For me I would agree, grades aren't particularly important to me other than as a progression guide. However, I'm not going to tell another climber what they should or shouldn't be inspired by. To each their own.
 springfall2008 31 Oct 2016
In reply to zimpara:

> And what do you know of climbing harder trad routes?

Harder means just that - so if you climbed VD then an S would be harder, it's a relative term. Is English maybe not your native language?


1
In reply to alx:

> - Strength will get you further than technique

Not sure about this one...?

 springfall2008 31 Oct 2016
In reply to Duncan Campbell:

>> - Strength will get you further than technique

>Not sure about this one...?

Yeh, that does sound odd. I think that technique means you need less strength, although each route has it's minimum (I'd imagine a 9a climber on a 6c wouldn't even break a sweat as their technique is so good)....
 cwarby 31 Oct 2016
In reply to Wayne S:

You've not mentioned partners. I think good belayers are a source of inspiration and knowledge. They can critique you, enthuse you, push you and give you a good talking to. I've been goaded into trying routes my partner knows I can do, it was me that thought otherwise. Guess what, it's often worked.
Chris
Acknowledgements to Eric, Neil, John, Rob, Steve et al
 JackM92 01 Nov 2016
In reply to Wayne S:

1) - When going for runout trad climbs have a list of escape options in your mind. It really helps!
2) - Go winter climbing, it makes rock seem so safe and straightforward.
3) - Try and climb routes of a wide variety of styles (cracks, corners, slabs, walls etc)

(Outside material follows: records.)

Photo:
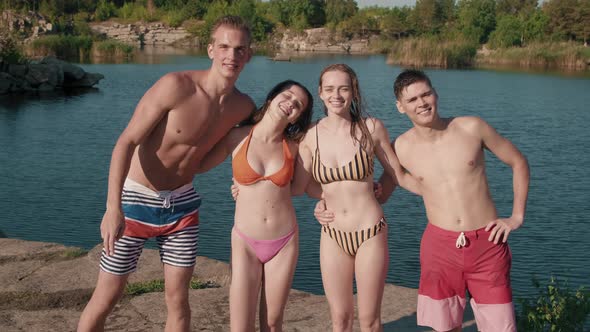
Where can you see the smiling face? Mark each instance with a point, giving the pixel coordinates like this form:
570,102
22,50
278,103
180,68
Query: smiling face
336,91
419,102
290,103
229,50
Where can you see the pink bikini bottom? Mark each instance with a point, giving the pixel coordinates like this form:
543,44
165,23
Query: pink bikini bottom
265,250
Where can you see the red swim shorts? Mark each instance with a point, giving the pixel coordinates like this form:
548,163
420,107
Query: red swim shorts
453,262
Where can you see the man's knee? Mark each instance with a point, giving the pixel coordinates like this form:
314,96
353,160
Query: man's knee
274,321
370,322
342,320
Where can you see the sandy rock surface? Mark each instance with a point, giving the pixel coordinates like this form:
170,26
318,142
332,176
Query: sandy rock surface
45,286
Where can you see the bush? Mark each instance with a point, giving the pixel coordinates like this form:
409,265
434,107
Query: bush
433,52
10,52
113,48
138,288
104,10
556,309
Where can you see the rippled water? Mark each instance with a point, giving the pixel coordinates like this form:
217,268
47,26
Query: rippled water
54,155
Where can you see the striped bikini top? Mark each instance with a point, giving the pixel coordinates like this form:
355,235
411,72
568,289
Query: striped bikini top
244,174
357,169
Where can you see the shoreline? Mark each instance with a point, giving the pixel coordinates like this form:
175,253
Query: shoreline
45,286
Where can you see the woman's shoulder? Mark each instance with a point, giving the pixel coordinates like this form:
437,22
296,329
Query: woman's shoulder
373,123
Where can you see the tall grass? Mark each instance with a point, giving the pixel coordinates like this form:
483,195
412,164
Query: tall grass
432,52
567,55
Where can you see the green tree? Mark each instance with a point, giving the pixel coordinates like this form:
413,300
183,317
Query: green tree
535,27
582,26
362,24
339,10
508,32
430,16
395,22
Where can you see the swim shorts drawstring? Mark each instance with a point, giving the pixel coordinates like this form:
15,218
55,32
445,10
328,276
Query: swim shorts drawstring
461,241
168,197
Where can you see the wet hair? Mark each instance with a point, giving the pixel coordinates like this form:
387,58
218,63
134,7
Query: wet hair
231,21
294,131
357,110
407,78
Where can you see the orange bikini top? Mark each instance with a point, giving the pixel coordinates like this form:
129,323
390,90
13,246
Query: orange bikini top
244,174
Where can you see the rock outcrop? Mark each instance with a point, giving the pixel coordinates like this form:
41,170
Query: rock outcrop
45,286
47,75
141,34
321,40
31,24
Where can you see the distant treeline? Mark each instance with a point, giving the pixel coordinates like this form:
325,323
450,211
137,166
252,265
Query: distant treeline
456,28
501,23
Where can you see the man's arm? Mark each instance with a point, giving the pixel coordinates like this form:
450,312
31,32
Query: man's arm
510,155
302,175
152,107
390,163
222,149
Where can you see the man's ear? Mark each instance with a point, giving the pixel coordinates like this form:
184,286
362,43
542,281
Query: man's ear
400,108
210,51
250,53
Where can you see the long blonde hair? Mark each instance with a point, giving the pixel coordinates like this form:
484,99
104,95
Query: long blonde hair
357,109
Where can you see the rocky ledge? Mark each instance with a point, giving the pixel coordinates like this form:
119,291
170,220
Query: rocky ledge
45,286
47,75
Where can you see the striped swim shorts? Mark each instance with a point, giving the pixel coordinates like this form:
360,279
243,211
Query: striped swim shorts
172,217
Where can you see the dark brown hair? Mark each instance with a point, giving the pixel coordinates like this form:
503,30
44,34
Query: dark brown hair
407,78
357,109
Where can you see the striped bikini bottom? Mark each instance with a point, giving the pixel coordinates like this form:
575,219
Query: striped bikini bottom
350,242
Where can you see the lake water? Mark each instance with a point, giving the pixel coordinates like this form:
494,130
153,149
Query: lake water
55,151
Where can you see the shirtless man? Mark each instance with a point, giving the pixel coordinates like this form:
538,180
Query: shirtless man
179,119
464,246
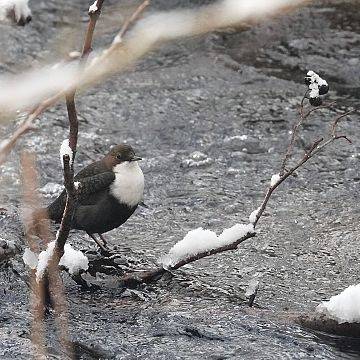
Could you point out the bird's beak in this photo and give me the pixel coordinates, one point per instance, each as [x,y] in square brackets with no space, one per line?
[136,158]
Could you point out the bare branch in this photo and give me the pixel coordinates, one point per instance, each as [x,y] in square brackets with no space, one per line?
[134,279]
[117,58]
[131,20]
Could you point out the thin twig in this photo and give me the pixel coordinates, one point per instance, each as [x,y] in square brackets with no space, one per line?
[30,203]
[131,20]
[205,19]
[134,279]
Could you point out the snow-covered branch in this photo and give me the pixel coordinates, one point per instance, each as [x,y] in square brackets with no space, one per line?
[49,85]
[201,243]
[17,11]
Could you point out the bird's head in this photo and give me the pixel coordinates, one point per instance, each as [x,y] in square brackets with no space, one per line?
[122,153]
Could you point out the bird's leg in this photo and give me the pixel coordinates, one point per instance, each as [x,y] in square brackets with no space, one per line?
[103,249]
[103,239]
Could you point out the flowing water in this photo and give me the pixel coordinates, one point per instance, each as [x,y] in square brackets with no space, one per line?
[211,118]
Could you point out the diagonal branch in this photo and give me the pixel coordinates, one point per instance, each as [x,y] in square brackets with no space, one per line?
[137,278]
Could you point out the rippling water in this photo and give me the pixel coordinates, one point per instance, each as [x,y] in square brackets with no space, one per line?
[211,118]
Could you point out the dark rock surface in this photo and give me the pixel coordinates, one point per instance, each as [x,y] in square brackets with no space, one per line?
[201,95]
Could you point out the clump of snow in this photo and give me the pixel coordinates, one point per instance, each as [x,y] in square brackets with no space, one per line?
[117,39]
[315,83]
[253,215]
[65,150]
[93,8]
[43,260]
[30,259]
[252,288]
[73,260]
[235,137]
[344,307]
[74,54]
[197,159]
[274,179]
[51,189]
[199,240]
[19,7]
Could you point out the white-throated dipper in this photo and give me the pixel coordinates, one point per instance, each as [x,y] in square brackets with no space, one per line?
[110,191]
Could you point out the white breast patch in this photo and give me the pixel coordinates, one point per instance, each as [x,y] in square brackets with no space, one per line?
[128,187]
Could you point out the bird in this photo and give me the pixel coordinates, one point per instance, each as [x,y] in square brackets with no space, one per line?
[110,190]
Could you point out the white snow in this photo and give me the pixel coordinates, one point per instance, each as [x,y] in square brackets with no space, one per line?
[315,82]
[197,159]
[73,260]
[20,7]
[274,179]
[65,150]
[30,259]
[252,217]
[43,260]
[344,307]
[51,189]
[314,90]
[117,39]
[93,7]
[199,240]
[235,137]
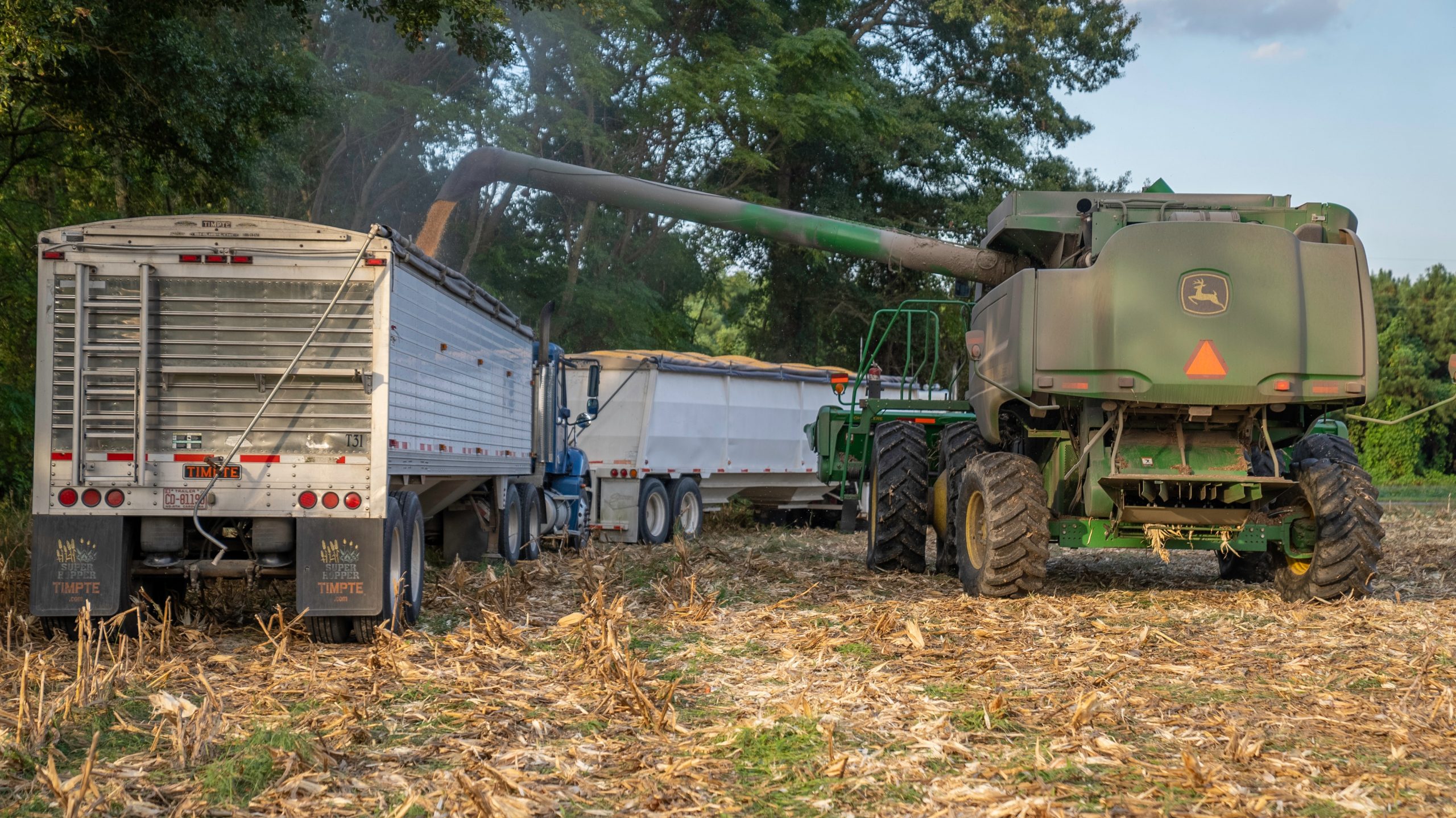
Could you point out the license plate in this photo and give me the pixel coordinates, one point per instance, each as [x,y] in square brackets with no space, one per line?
[181,498]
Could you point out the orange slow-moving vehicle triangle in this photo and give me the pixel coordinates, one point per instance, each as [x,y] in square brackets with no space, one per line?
[1206,363]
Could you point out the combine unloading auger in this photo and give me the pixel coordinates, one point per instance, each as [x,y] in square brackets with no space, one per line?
[493,165]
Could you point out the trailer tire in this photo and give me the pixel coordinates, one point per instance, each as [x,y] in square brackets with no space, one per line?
[414,520]
[328,629]
[394,557]
[654,516]
[899,488]
[1347,536]
[1324,447]
[688,507]
[960,443]
[531,521]
[510,529]
[1002,532]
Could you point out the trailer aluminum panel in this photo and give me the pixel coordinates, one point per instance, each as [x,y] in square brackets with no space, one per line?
[159,339]
[731,424]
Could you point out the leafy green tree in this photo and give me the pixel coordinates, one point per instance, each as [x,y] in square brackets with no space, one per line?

And try not to get too sucked into one particular rocktype, even if you're better on it than on the others!
 RockSteady 01 Nov 2016
In reply to zimpara:

> If you can't train more OR climb more. Then you can't get better. It's taking on the marginal gains adage, (which is a total fallacy)

This year I haven't trained more and I haven't climbed more, and I have improved my flash grade by 3 grades and my redpoint grade by 2 grades after a four year plateau.

Climbing tips from me:
(1) If you think you have good technique, film yourself climbing on a flash or onsight attempt. Still think you have good technique? Watch for foot bounces, unnecessary foot swaps, getting too stretched out, climbing too front on up steep terrain
(2) Finding and using rest positions repays massively
(3) Before you set off, make a note of 'waypoints' on the route that you'll reset at and rest/shake out. In between the waypoints, just focus on doing the moves.
(4) Attitude and commitment to doing the climb make a huge difference. Don't put too much pressure on yourself to succeed, just focus on doing the moves and keeping going.
OP Wayne S 01 Nov 2016
In reply to RockSteady:

Thanks for the post, this is great stuff. I had already reached a similar conclusion in terms of some video of myself and partner. Good tactical advice, I find the waypoint idea good for both rests/gear but to also signal the switch between risk assessment and committed movement.
 petellis 01 Nov 2016
In reply to Wayne S:


> I look forward to any and all pearls of wisdom.

Wayne: if you don't let go, you won't fall off.

OP Wayne S 01 Nov 2016
In reply to JackM92:

Pretty much spent the last year doing styles/routes that do not stroke the ego!
Grades not increasing but lots of character building!
OP Wayne S 01 Nov 2016
In reply to petellis:

Or if you can't reach the holds, climb up to them!